My theory, backed up by some doctors' replies that I've seen online, is that this clicking (especially when someone wakes up first thing in the morning with it and it doesn't go away) is caused by a nocturnal laryngospasm caused by GERD or by its equally unpleasant sibling, LPR (a form of reflux where instead of lingering in the esophagus the stomach contents head on up into the upper throat and then down the windpipe.) I am not a doctor, but I am a professional voice-user, and I know that I have suffered several laryngospasm episodes over the past few years, one recently coinciding with increasingly painful clicking on swallowing saliva and with some hoarseness while speaking which seems to come from my left vocal cord.

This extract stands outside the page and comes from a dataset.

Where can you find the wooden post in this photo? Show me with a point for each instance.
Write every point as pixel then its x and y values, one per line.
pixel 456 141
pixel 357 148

I have been reading articles on spasmodic dysphonia, and it occurred to me that this could be caused by the adductor type of this condition. I also read of a clinical trial ( http://www.clinicaltrials.gov/ct/show/NCT00055549 ) in which dextromethorphan (a common component of over-the-counter cough medicines) was being tried to relieve adductor spasmodic dysphonia.
So on a hunch, I went out and bought some Robitussin DM (it MUST be DM - it has to have guaifenesin and dextromethorphan and NOTHING ELSE - especially no pseudoephedrine) and took the normal dose at the suggested intervals for that day.
Surprisingly, later that day I was doing a Valsalva maneuver to open my eustachean tubes and I felt something go 'plink' in my throat. After that, the hoarseness that I have been having trouble with for months went away. The clicking got worse for about a day, but then I felt a rather large click and since then have felt almost no clicking at all - it's greatly improved. And my voice, about which I'd been very worried, is suddenly much clearer and better projected.
Also on a hunch, having read that it's the hyoid bone clicking against thyroid cartilage that causes this problem, while on the dextromethorphan I stuck my tongue out as far as I could, then moved the muscles of my throat as if I were gagging. This seems to have helped too.
I don't know whether this is a placebo effect or whether I'm on to something, and I definitely don't recommend doing this in lieu of seeing a doctor and getting a real workup (especially for reflux diseases!), but I just wanted to share my experience in hopes that it would help someone else. Good luck!
(Yes, I have an ENT appointment, but they couldn't see me until more than a month from now!)